只是莫军似乎忘记了一点,百战军名义上是风军,实际上却是贞军,对于贞军而言,后勤补给可有可无,无关紧要。
他环视左右众将,问道:“列位将军都猜猜,敌军主将现在在想什么?”
陈修一笑,说道:“莫军主将必定会认为当我军得知盘岭失守的消息后,势必要全军回撤,夺回盘岭,好打开后方的通道。”
“没错!”聂泽点点头,道:“如果我没估计错的话,现在莫军主力已在盘岭严阵以待,只带我军回头去攻,而这次,盘岭则不会象上回那么容易攻破了。”
一名贞将冷哼一声,说道:“区区莫军,何足为惧?既然他们想在盘岭与我军决一死战,那我们就成全他们好了!将军,依末将之见,我军马上折回盘岭,和莫军决战!”
聂泽摇首,幽幽说道:“我们已经打过一回盘岭,现在回头再打,将士们的心气定然不足,另外,莫军在盘岭也势必会做万全的准备,以敌军所占的地利优势,我军即便能打赢这一仗,只怕,损失也会很惨重。
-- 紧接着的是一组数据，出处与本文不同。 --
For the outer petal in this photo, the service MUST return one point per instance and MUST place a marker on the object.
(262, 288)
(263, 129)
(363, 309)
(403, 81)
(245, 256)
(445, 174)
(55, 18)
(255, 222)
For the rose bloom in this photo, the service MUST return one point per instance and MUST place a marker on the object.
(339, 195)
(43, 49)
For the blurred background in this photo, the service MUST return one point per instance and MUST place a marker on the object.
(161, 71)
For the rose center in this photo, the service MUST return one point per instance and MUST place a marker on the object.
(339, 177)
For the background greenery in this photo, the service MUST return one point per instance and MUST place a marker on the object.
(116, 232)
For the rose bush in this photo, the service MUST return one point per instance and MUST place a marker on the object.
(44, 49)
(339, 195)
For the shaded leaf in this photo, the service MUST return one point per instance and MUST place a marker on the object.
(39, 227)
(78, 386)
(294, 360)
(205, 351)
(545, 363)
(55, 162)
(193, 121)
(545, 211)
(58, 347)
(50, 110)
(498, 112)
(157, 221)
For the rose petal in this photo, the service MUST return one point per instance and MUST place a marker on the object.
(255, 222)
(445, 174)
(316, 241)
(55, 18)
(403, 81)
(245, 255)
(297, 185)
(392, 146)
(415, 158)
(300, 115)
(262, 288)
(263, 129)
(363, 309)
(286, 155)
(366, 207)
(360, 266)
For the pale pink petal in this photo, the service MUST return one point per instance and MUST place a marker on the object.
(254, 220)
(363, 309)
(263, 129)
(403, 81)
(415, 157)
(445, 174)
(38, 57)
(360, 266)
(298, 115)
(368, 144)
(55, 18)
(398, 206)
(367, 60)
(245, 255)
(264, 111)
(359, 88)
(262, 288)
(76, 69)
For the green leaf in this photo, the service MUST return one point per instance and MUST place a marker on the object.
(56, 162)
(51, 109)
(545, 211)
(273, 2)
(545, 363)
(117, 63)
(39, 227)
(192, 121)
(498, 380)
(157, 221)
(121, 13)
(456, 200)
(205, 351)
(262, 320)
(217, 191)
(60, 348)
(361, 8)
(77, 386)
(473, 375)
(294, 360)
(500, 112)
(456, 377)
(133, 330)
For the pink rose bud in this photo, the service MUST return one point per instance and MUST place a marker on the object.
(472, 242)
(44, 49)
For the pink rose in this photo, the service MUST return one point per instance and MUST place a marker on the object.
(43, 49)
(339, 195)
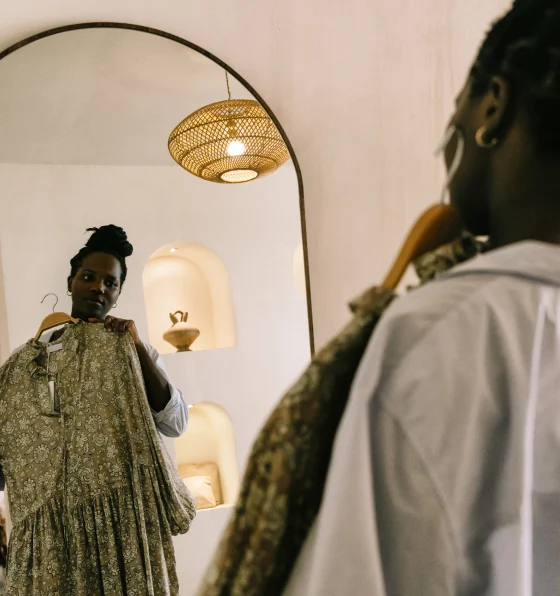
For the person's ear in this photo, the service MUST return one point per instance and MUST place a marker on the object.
(494, 109)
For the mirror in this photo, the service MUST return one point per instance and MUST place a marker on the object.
(86, 116)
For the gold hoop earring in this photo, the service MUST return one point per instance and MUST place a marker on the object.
(481, 140)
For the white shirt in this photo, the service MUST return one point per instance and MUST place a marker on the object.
(445, 473)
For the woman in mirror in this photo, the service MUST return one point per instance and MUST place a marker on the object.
(97, 276)
(94, 497)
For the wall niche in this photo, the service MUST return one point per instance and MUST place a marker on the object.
(192, 278)
(208, 449)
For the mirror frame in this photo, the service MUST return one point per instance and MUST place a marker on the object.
(142, 29)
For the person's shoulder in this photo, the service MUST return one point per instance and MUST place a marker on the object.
(17, 350)
(153, 353)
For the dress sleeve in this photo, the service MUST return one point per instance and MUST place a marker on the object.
(173, 420)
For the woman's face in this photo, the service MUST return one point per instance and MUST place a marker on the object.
(96, 287)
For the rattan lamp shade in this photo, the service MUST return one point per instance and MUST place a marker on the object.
(229, 142)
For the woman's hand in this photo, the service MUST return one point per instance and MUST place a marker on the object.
(120, 326)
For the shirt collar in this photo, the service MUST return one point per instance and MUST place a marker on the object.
(534, 261)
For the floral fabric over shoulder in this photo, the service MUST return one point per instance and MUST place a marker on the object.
(94, 496)
(286, 473)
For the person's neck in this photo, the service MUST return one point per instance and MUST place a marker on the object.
(536, 219)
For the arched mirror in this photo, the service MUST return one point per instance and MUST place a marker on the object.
(88, 114)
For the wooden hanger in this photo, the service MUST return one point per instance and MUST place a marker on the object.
(53, 320)
(437, 226)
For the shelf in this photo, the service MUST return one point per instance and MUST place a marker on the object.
(190, 278)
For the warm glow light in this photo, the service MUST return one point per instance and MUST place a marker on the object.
(236, 148)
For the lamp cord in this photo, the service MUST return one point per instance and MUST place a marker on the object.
(227, 83)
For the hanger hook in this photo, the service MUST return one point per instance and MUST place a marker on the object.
(51, 294)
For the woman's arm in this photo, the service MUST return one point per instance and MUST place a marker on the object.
(157, 385)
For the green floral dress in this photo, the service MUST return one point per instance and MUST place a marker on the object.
(285, 477)
(94, 496)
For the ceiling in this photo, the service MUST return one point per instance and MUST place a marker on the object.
(102, 97)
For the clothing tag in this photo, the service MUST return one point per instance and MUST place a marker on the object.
(51, 392)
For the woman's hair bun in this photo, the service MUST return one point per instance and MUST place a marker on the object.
(110, 238)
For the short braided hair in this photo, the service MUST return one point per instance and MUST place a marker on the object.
(524, 47)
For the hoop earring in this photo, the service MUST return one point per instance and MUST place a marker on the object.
(482, 142)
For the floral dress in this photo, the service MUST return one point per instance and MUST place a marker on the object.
(94, 496)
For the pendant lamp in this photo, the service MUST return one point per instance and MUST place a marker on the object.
(229, 142)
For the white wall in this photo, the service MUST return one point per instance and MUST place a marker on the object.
(362, 88)
(253, 228)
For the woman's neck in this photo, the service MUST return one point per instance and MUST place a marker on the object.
(525, 221)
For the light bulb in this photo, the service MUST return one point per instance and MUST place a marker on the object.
(236, 148)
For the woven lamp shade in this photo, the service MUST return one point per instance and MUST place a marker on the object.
(229, 142)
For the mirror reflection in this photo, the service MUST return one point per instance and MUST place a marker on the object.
(180, 315)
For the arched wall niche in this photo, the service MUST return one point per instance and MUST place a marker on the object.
(192, 278)
(210, 440)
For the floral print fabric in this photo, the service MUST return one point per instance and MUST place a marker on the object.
(285, 477)
(94, 496)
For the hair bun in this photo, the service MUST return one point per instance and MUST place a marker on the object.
(110, 238)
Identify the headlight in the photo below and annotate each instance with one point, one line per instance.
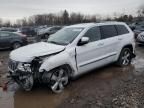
(24, 67)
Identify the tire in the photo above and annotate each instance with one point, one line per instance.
(26, 84)
(125, 57)
(59, 79)
(46, 36)
(16, 45)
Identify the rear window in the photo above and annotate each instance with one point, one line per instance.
(122, 29)
(108, 31)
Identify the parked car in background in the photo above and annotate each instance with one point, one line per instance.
(30, 33)
(9, 29)
(12, 40)
(44, 33)
(140, 38)
(70, 52)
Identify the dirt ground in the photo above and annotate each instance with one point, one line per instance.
(108, 87)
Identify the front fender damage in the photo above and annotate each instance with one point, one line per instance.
(57, 60)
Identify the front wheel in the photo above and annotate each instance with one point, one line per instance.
(59, 79)
(125, 57)
(25, 83)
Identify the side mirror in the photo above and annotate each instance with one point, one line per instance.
(83, 41)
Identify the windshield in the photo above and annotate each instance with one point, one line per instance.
(65, 36)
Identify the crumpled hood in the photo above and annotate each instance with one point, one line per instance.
(29, 52)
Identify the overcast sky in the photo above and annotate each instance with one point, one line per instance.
(15, 9)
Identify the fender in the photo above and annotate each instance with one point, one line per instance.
(54, 61)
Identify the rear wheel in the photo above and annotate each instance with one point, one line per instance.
(59, 79)
(125, 57)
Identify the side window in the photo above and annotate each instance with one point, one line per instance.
(122, 29)
(93, 34)
(4, 34)
(108, 31)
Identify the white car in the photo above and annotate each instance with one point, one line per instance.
(140, 38)
(72, 51)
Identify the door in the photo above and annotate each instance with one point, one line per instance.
(100, 50)
(5, 39)
(88, 54)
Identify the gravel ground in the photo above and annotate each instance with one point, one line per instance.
(108, 87)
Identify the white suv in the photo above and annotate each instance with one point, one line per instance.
(70, 52)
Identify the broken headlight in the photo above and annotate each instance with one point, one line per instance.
(24, 67)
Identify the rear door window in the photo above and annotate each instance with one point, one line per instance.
(121, 29)
(108, 31)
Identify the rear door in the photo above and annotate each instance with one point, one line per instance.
(109, 38)
(5, 39)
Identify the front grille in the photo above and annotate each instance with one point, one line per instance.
(13, 65)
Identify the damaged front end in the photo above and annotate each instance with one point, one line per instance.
(25, 74)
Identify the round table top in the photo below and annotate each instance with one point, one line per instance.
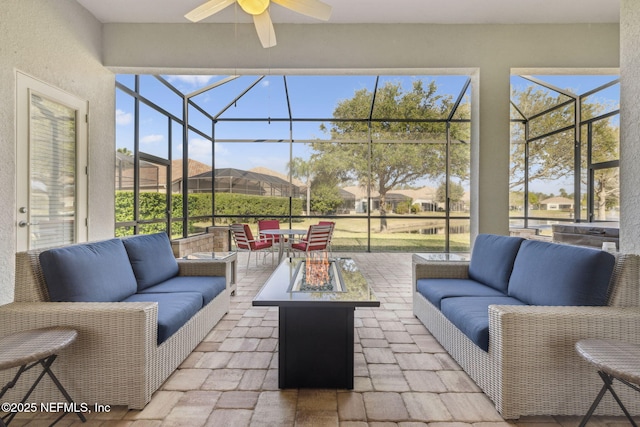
(617, 358)
(283, 231)
(34, 344)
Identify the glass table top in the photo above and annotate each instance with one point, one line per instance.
(282, 288)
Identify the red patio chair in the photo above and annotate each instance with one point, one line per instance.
(243, 238)
(333, 227)
(317, 239)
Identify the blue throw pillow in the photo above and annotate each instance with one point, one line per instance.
(553, 274)
(152, 258)
(492, 260)
(88, 272)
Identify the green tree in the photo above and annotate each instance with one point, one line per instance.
(404, 149)
(326, 199)
(303, 170)
(552, 158)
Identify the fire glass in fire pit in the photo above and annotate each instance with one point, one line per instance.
(317, 273)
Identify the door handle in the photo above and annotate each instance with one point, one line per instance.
(25, 223)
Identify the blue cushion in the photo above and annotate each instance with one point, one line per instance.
(152, 258)
(492, 260)
(471, 315)
(208, 287)
(552, 274)
(174, 309)
(88, 272)
(434, 290)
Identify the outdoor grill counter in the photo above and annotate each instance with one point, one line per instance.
(592, 234)
(316, 301)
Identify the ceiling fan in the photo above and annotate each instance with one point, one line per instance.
(259, 10)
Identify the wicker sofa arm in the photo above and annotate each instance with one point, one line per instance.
(115, 340)
(534, 346)
(529, 327)
(424, 269)
(122, 324)
(204, 267)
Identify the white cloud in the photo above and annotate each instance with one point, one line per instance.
(123, 118)
(200, 150)
(151, 138)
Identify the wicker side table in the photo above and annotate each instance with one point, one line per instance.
(31, 348)
(614, 360)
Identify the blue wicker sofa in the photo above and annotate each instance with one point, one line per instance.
(138, 311)
(511, 316)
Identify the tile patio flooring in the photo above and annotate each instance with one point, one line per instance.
(403, 377)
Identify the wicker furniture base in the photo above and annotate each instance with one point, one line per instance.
(531, 367)
(116, 359)
(32, 348)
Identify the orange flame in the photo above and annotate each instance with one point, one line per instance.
(317, 269)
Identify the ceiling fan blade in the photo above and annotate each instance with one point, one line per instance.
(207, 9)
(264, 27)
(313, 8)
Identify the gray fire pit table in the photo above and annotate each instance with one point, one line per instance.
(316, 329)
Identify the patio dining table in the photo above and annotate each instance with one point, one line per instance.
(291, 232)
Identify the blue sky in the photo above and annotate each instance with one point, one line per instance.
(310, 96)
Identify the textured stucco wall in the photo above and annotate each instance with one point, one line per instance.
(60, 43)
(630, 126)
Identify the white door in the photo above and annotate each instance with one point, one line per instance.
(51, 165)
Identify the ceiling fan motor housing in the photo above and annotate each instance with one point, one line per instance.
(254, 7)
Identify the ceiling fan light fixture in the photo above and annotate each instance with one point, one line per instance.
(254, 7)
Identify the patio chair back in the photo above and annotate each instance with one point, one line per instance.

”顿了一下,他深吸口气,振作精神,嗤笑道:“既然莫军在盘岭等着我军回头去攻,那么,就让莫军在盘岭等着好了,我军继续南下,直取泽平的郡城——常都。”
众将皆无异义,纷纷插手施礼道:“末将遵命!”
百战军在明知道后路被断的情况下,却依然选择向南推进,这确实大出莫军方面的预料。其实莫军的部署也是很精妙的,把盘岭的拱手相让,确实是引敌深入之计,等把百战军引进到泽平郡腹地之后,莫军主力兵分两路,一路绕道取盘岭,另一路则藏进盘中县的山林当中,只要百战军回头去攻盘岭,莫军便可以前后夹击,打百战军个头尾难顾。
不过让莫军主将袁诚万万没有想到的是,百战军却来了个将计就计,根本没管后路被断的问题,而是趁着莫军主力不在的空档,去取郡城常都了。
现在摆在袁诚面前的只有两条路,一是放弃盘岭,全力回救常都,而是弃常都于不顾,继续坚守在盘岭,阻断风军的补给线和撤退之路。
到底要如何选择,袁诚一时间也没了主意,他询问麾下智囊沈元的意见。
当初给他出引敌深入之计的人就是沈元,如果现在选择放弃盘岭,救援常都,就等于在说他当初所献的计谋是个彻头彻尾的错误,沈元又怎肯自己打自己的脸呢?